Calum MacDonald, 47, previously pled guilty to assaulting and injuring his victim at his then-home in the city’s St Andrew Street on April 6 2019.

He appeared from custody at Dunfermline Sheriff Court for sentencing.

Prosecutor Lee Corr said MacDonald and the woman had been drinking “strong cider” earlier in the day at his home and both became intoxicated.

At around midnight, MacDonald started shouting and swearing and kicked a table.

The fiscal depute said: “He then grabbed (the woman) by the throat with his right hand and pushed her to the ground.

“Her head hit the ground hard, causing a cut to the back of her head. It was bleeding heavily.

“She recalled trying to scream but she could not.

“He eventually released her but she remained dazed”.

Mr Corr said the woman fled and sought help at a local taxi firm, where staff contacted police.

The cut was closed with glue at Perth Royal Infirmary.

She also had bruising and a small cut to the right side of her neck.

Sheriff Susan Duff told MacDonald, who was diagnosed with schizophrenia in 2011: “This must have been a frightening and distressing experience for her.”

3rd strike

Former police officer  Darren Moore has been fined after shouting abuse at a woman in a row over parking, then damaging her car while reversing out of the street in Dundee following the heated confrontation. It was the ex-constable’s third conviction in as many years, following two previous court cases for child assault.

PC Darren Moore
Former police officer Darren Moore has been convicted for the third time in as many years.

Death in prison findings

The death of an HMP Cornton Vale inmate in was due to natural causes, a fatal accident inquiry has determined.
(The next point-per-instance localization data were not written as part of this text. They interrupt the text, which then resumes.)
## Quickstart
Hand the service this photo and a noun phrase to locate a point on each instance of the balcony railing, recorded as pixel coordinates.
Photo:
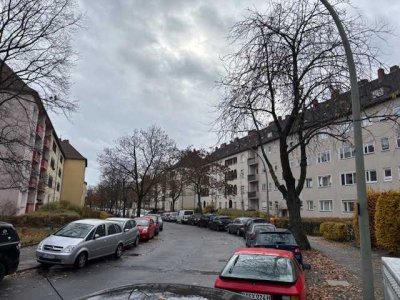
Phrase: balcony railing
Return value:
(252, 195)
(44, 165)
(252, 177)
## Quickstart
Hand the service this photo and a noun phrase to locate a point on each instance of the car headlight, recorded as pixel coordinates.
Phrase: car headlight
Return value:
(69, 249)
(40, 246)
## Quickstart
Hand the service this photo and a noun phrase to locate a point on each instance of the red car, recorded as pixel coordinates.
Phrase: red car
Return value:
(264, 274)
(147, 228)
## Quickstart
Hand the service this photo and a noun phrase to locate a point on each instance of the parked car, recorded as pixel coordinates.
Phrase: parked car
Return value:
(193, 219)
(130, 230)
(219, 223)
(237, 226)
(261, 273)
(9, 249)
(280, 239)
(158, 221)
(80, 241)
(249, 224)
(257, 227)
(183, 216)
(147, 228)
(205, 219)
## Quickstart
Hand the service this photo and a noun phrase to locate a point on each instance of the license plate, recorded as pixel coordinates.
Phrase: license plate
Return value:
(257, 296)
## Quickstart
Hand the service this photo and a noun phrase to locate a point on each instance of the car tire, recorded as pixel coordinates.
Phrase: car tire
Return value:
(3, 271)
(118, 251)
(136, 242)
(81, 260)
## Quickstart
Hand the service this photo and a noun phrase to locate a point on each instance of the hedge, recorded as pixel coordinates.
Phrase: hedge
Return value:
(387, 222)
(335, 231)
(372, 197)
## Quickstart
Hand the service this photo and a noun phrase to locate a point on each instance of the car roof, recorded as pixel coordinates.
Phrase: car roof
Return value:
(264, 251)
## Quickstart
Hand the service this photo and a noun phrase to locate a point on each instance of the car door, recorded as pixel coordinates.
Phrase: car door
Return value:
(99, 243)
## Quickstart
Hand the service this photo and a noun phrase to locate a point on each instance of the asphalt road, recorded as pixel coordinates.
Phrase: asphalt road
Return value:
(180, 254)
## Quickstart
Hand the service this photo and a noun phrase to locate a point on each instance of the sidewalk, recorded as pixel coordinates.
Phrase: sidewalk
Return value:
(348, 256)
(27, 259)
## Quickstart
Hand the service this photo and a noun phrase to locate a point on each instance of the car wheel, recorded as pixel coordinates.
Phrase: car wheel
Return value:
(2, 271)
(81, 260)
(118, 251)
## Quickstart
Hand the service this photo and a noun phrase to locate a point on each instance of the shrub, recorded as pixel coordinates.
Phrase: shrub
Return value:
(372, 198)
(335, 231)
(387, 221)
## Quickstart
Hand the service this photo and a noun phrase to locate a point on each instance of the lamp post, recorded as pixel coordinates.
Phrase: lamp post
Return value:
(365, 238)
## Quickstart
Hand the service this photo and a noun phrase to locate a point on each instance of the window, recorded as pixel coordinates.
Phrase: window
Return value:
(387, 174)
(325, 205)
(370, 176)
(324, 157)
(348, 206)
(347, 152)
(348, 178)
(385, 144)
(309, 183)
(369, 148)
(50, 182)
(310, 204)
(324, 181)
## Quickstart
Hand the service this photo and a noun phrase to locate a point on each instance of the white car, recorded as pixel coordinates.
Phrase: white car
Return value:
(130, 230)
(80, 241)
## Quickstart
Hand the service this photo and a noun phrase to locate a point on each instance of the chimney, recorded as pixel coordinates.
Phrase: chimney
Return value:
(394, 68)
(381, 74)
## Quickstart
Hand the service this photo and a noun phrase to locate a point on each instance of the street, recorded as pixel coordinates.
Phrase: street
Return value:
(180, 254)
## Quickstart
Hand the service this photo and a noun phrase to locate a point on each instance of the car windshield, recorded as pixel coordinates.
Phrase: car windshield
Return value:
(260, 267)
(75, 230)
(141, 222)
(276, 238)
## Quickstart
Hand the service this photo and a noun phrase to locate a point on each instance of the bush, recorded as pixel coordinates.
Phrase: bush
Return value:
(387, 221)
(372, 198)
(335, 231)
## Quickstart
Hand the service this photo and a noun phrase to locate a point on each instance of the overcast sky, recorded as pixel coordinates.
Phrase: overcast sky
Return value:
(144, 62)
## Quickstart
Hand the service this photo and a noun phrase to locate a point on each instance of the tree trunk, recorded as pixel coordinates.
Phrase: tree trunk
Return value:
(295, 225)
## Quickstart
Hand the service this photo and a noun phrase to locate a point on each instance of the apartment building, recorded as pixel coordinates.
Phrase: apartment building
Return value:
(330, 187)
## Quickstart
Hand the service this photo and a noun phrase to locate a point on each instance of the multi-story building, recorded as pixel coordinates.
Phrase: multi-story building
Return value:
(330, 186)
(73, 184)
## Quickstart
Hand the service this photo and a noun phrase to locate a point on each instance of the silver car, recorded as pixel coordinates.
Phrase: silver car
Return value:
(80, 241)
(130, 230)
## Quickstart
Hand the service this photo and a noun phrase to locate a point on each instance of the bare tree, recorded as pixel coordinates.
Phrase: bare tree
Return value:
(201, 173)
(142, 157)
(35, 59)
(289, 60)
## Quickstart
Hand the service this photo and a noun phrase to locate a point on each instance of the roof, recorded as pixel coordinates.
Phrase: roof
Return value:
(264, 251)
(70, 152)
(389, 83)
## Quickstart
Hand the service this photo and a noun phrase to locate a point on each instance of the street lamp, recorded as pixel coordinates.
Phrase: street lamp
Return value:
(365, 238)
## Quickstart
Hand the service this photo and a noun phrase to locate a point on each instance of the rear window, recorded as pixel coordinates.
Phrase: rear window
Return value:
(276, 238)
(260, 267)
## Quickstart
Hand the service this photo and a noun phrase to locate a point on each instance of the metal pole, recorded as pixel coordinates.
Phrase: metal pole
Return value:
(365, 237)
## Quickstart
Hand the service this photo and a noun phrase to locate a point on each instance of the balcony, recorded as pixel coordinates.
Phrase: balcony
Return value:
(39, 130)
(252, 195)
(44, 165)
(252, 177)
(251, 161)
(33, 182)
(46, 143)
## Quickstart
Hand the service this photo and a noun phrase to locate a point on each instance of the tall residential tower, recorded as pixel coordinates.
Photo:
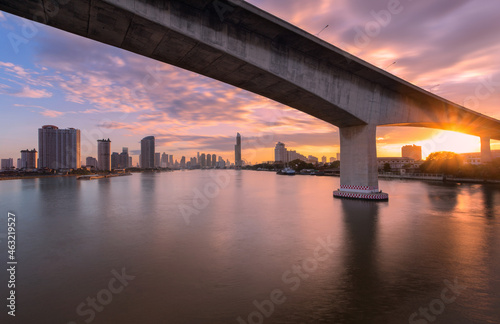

The inquiry took place in May this year after Victoria Teresa Black, 49, collapsed at the prison near Stirling and died in Forth Valley Hospital on January 11 2022.

She had been sentenced to five years, 219 days in prison in October 2020, for drugs offences.

The inquiry heard she had a drug habit and other health issues.

She was on a cocktail of prescribed drugs and there was no evidence she had taken anything else in the days leading to her death.

Three days before, she had been complaining of headaches and pain from a leg ulcer and was later found, unresponsive, in her cell.

Drug misuse was suspected at that point and after an ambulance was called, first responders administered Naxolone, to no effect.

Cornton Vale sign
The tragedy happened at HMP Cornton Vale

She remained unconscious when taken to hospital and a CT scan showed brain swelling and bleeding and her condition worsened as time went on.

No surgical intervention was possible, the inquiry heard.

Cause of death was intracerebral haemorrhage.

Sheriff Krista Johnston concluded: “I did not find any facts to support that in the days and hours prior to her death Ms Black had consumed any drugs other than those properly prescribed to her.

“The most likely explanation then for the intracerebral haemorrhage from which she died is as stated within the post mortem report, namely underlying hypertension.

“Ms Black’s death was due to natural causes.”